January 24, 2009 2 Comments
Interesting list of distributed key-value stores,
Perhaps you’re considering using a dedicated key-value or document store instead of a traditional relational database. Reasons for this might include:
- You’re suffering from Cloud-computing Mania.
- You need an excuse to ‘get your Erlang on’
- You heard CouchDB was cool.
- You hate MySQL, and although PostgreSQL is much better, it still doesn’t have decent replication. There’s no chance you’re buying Oracle licenses.
- Your data is stored and retrieved mainly by primary key, without complex joins.
- You have a non-trivial amount of data, and the thought of managing lots of RDBMS shards and replication failure scenarios gives you the fear.

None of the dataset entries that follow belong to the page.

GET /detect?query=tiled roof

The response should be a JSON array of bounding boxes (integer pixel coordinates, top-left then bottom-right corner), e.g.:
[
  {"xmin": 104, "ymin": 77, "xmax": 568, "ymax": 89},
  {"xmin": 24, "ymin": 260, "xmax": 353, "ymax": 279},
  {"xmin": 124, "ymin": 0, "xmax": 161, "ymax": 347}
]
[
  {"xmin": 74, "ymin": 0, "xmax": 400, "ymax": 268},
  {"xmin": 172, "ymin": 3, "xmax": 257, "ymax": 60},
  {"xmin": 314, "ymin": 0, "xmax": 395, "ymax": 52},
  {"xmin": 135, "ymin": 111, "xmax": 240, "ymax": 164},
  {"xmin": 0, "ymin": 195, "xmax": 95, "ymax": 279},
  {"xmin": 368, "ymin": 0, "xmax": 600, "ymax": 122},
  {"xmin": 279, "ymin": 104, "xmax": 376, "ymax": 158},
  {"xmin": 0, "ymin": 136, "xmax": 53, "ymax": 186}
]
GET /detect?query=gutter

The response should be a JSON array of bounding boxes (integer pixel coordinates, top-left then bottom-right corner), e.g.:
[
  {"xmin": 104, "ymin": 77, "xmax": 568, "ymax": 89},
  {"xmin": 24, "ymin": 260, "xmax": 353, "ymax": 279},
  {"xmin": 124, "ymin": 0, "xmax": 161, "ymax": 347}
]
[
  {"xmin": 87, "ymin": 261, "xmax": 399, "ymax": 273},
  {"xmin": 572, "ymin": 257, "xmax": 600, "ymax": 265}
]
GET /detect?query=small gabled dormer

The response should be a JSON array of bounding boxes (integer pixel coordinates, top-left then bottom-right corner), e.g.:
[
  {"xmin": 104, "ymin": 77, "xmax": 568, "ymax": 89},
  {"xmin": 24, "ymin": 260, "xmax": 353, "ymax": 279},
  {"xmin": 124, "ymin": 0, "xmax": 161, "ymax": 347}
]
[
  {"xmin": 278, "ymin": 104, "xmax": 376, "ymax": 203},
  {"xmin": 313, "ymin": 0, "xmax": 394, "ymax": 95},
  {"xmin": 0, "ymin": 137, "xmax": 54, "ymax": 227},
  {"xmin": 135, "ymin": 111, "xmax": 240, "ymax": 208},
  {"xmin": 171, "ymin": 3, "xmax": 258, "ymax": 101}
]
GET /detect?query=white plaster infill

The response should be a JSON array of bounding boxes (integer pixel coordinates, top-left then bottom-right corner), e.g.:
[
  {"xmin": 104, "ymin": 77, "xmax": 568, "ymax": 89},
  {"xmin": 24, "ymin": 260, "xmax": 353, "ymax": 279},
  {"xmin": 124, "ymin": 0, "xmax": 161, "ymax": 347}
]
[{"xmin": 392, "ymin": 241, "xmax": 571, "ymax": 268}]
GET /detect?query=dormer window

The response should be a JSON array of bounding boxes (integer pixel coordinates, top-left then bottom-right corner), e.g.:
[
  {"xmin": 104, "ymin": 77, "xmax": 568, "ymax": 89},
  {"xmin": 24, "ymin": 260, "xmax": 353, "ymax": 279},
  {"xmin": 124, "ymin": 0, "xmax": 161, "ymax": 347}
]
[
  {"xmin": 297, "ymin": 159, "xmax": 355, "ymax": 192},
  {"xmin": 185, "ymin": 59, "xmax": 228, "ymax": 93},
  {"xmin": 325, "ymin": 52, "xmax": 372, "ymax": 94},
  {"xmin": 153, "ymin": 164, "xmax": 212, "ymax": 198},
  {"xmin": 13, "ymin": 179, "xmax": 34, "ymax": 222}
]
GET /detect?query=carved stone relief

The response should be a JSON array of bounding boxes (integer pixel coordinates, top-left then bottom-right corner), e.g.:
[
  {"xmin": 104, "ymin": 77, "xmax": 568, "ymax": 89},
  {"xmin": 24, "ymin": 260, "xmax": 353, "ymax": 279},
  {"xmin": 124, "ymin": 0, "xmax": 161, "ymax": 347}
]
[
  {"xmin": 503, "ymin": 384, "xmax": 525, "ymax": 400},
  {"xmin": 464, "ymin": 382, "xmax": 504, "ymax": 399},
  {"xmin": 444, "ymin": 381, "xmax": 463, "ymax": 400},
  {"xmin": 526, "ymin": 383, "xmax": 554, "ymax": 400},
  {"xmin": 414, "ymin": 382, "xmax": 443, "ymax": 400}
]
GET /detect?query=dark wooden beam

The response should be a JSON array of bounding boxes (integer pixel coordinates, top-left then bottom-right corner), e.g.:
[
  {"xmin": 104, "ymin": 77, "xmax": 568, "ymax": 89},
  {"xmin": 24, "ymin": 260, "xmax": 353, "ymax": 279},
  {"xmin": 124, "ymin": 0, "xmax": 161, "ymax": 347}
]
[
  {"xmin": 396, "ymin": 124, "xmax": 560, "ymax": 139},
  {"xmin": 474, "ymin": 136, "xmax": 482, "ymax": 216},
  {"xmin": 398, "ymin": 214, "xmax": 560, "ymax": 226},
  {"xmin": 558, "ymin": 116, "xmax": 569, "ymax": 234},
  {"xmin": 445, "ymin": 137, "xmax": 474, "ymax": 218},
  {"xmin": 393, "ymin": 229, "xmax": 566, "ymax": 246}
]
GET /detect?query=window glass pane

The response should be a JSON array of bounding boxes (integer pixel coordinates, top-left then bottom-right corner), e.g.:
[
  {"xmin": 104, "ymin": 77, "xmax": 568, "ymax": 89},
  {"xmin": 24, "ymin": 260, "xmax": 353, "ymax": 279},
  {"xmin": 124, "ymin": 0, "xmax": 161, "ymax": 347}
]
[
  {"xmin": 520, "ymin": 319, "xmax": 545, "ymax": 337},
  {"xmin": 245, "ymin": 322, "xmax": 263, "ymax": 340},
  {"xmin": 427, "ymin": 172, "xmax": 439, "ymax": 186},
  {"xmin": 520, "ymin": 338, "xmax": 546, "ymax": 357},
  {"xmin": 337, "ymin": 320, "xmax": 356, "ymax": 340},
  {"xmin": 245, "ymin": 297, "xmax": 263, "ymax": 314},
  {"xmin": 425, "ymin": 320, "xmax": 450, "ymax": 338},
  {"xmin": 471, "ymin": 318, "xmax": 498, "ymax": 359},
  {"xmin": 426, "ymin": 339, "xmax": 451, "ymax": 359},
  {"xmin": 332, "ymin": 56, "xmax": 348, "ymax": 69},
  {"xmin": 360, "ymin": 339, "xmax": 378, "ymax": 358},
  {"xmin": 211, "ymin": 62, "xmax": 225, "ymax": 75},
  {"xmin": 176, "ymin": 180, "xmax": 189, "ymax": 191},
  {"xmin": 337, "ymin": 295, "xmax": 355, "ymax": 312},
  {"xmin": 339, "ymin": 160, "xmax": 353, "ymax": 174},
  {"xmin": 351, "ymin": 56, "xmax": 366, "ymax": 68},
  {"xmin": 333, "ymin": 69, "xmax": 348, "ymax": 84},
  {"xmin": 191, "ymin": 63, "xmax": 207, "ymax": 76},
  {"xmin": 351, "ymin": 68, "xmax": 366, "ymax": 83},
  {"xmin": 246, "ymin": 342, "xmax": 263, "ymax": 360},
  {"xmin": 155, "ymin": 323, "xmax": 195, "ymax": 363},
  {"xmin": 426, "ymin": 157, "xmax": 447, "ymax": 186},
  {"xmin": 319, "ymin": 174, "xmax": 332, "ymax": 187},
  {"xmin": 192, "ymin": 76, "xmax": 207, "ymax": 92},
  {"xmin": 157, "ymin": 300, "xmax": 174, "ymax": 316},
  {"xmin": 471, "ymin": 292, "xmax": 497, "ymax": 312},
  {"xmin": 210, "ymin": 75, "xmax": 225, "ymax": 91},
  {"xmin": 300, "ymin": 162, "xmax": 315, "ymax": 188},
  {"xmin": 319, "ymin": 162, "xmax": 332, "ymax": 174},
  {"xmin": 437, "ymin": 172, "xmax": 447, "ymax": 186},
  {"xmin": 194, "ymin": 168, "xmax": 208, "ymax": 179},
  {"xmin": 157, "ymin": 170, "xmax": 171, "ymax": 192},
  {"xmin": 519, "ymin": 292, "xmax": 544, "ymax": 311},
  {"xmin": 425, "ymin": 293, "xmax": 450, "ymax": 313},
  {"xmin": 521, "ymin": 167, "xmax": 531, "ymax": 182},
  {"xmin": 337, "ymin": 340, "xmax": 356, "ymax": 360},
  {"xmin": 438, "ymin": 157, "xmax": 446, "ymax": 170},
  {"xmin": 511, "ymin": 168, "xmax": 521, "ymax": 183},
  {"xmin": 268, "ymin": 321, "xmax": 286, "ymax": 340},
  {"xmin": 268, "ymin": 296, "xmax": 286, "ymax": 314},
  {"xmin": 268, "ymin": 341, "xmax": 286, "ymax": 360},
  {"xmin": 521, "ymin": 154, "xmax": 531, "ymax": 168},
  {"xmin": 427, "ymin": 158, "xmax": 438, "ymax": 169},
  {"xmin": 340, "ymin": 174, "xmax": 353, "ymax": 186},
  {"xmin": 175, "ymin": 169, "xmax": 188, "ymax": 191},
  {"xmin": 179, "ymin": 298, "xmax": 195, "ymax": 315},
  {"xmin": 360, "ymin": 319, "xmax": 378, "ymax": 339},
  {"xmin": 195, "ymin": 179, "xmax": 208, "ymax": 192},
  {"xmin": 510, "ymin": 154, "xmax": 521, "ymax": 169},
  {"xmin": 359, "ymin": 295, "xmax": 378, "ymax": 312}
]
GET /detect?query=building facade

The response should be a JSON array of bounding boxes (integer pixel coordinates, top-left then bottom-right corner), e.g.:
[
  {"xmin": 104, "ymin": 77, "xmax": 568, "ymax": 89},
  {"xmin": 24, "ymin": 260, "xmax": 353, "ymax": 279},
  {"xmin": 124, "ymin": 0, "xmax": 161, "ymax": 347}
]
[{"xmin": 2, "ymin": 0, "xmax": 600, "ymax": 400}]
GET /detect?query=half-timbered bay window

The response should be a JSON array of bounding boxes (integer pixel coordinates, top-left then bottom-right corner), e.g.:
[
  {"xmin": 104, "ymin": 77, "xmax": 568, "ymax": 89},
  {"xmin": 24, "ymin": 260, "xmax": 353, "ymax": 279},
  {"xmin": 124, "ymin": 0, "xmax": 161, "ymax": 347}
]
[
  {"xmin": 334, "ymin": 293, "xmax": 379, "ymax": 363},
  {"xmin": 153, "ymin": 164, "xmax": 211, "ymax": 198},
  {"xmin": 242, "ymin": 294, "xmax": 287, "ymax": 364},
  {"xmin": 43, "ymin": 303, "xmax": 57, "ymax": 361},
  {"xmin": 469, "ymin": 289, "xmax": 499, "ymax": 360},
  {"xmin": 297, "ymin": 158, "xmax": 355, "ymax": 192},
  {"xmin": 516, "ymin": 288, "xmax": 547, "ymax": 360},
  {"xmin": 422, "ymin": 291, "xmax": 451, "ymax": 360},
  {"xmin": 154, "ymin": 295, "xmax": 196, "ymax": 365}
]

Whatever your reasons, there are a lot of options to chose from. At Last.fm we do a lot of batch computation in Hadoop, then dump it out to other machines where it’s indexed and served up over HTTP and Thrift as an internal service (stuff like ‘most popular songs in London, UK this week’ etc). Presently we’re using a home-grown index format which points into large files containing lots of data spanning many keys, similar to the Haystack approach mentioned in this article about Facebook photo storage. It works, but rather than build our own replication and partitioning system on top of this, we are looking to potentially replace it with a distributed, resilient key-value store for reasons 4, 5 and 6 above.
At Feedster we used MySQL initially as an RDBMS and quickly switched to using it pretty much as a key-value store. This is a little simplistic in fact, we did run selects to gather multiple tuples, but we eschewed anything more complex than a simple select … from table where … (basically single table selects.)
I am not ready to jump ship to an Anti-RDBMS just yet, I still need to be able to get multiple tuples containing a specific indexed value, so select … from table where … is still something that is required.